The first hour or two of a long road trip is really just your mind scanning to see what you forgot. The car potty. Not the car potty. The good thing about road-tripping during a pandemic is that peeing on the side of the road feels mostly acceptable. 

Van patrol set off to Sacramento, CA, Crater Lake, OR, Hood River, OR and then our final destination, Orcas Island, WA. It sounds easy typing it out, but hours of patience, sight-seeing, please don’t touch that, podcasts, snacks, canoe rides and cabin stays all dotted our map up north. 

One of the most unexpected memories of our trip was seeing what my daughters chose to love and enjoy along the way. 

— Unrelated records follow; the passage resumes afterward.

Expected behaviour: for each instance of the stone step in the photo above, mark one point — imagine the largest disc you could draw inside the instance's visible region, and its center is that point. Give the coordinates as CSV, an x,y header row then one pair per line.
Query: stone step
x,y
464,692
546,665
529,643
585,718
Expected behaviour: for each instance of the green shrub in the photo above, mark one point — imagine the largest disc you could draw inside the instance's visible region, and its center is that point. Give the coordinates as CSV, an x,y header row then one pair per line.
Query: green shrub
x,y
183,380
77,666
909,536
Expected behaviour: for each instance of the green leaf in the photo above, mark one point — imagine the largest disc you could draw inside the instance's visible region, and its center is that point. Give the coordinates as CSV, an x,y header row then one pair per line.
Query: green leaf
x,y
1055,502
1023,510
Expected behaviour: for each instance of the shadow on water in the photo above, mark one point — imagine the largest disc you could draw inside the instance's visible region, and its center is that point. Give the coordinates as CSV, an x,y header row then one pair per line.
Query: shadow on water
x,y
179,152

At Crater Lake National Park, the girls were so excited about playing in the snow, I wondered if they even noticed the bucket list view. At the pottery shop on Orcas Island, they found a tree-house of their dreams. At the best fish and chips in town they skipped their lunch to fill shell buckets with rocks and chase the chickens. 

At first I felt a little annoyed – we came all this way and you just want to play in the snow?! This is the reason we came here.  The illusion of control is alluring. It draws me in over and over again. Like a wiley temptress, my pretend friend. 

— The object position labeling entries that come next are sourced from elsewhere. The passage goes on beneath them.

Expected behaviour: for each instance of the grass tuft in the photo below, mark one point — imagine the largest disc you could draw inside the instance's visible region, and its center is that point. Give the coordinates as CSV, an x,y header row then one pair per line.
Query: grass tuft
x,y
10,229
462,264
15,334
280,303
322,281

But then it happened to me.

Driving home from dinner to catch the sunset one night on Orcas, a golden, warm glow lit up certain parts of the dense, thick forest, the way light from the sun streams into your home and forms spotlights on the walls. The way it feels to see love shine on the face of a beloved. It was breathtaking. 

What if instead of only looking at the sunset, we see what’s being illuminated by the light. What if we look up, or across the street, or around the corner?

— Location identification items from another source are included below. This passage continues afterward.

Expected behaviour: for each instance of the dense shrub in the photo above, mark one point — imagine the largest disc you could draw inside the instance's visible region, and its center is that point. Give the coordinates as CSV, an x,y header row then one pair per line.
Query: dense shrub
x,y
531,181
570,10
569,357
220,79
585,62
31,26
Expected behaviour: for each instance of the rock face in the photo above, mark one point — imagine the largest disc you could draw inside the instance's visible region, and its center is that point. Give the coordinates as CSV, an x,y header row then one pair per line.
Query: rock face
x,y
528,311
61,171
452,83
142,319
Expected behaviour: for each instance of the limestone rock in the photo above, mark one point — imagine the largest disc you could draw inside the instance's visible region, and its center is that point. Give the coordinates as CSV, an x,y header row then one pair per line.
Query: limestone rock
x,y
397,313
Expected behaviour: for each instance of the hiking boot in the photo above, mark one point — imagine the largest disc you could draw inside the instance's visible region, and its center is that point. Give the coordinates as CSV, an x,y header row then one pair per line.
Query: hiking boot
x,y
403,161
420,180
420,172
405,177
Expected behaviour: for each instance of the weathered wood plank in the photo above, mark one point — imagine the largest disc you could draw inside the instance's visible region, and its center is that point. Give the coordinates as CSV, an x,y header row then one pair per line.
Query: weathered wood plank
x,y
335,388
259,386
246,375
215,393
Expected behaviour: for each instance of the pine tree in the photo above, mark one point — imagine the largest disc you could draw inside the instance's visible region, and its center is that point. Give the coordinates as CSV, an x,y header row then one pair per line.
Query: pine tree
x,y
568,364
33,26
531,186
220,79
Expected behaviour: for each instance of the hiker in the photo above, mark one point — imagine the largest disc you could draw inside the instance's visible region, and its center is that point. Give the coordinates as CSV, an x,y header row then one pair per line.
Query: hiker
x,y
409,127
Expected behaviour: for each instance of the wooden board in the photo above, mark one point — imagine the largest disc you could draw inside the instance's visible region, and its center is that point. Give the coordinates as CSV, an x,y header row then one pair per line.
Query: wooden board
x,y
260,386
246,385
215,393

As usual, I’m not sure who’s the teacher and who’s the student between my kids and I. 

How wonderful (and challenging to the ego) getting to know my girls, and witnessing who and what they want to become. Seeing how they want to experience their world from an unfiltered perspective, uninterested in what they should be enjoying. 

We asked Maisley her favorite part of the trip – four days on the road and seven days on a magical island – and she said watching a show in the car.

Fine by me!

In Quarantine

Ryan sweeps the side yard every evening before dinner.
We watch Shrek for the first time.
We watch Shrek 10 more times.
Coura asks to get tozy (cozy). 
The girls make mud soup for lunch.
Ryan and I fight about him telling me too much of the news.
Ryan and I fight about spending all this time together and not feeling connected.
We make up quicker than usual.
I am obsessed with trees; touching them, learning about them, talking to them. 
Coura learns how to scooter.
Sammie goes on walks.
I bake homemade sourdough bread, feeling mad at first about having to try something new, and then reinvigorated in my love for baking.
We watch Tiger King.
I have dreams that the Tiger King is after me.
The bed of Freddy (the F150) is the girls’ favorite place to be.
I am a laundry machine.

Ryan inquires about my 3pm pajama wearing.
When I say “I trust you” to God and myself, I can feel it to be true deep in my body.
I go in the mud pit, too.
I feel oddly at peace with a slower lifestyle. 
Ryan comes home from the grocery store and I ask him if they had eggs and milk in stock.
Small rocks are painted like hamburgers and sandals at our neighbor’s house.
I dance to classic rock bbq on pandora most mornings (and sometimes end up punching the bed and crying into a pillow by the end).
We watch church in our pajamas on the couch with a candle lit.  
We watch a movie every afternoon.
Ryan is a master chef in the kitchen, with a dish towel over his shoulder and reggae music playing.
We misplace our minds and find them buried outside in the dirt with Coura’s 25 missing pacifiers.
Maisley sneaks Easter candy into nap time. Ryan is proud of her.
We look at our kids in absolute awe and also wonder how long we will send them to grandparent summer camp.
We meet my mom and sisters for “truck dinners” and I spray hand sanitizer at them like pepper spray.
Maisley and Coura are always naked and over-use the nature potty.
I feel more anxious about it being over than being in it.
I do therapy in my car over the phone.
I dream about buying a house on Orcas Island surrounded by thousands of giant trees.
I purposely slow down or speed up my walk to “run into” neighbors.
Maisley says, “It’s all about the germs and the worms”.
I wonder about what we’ll take with us when it’s all over.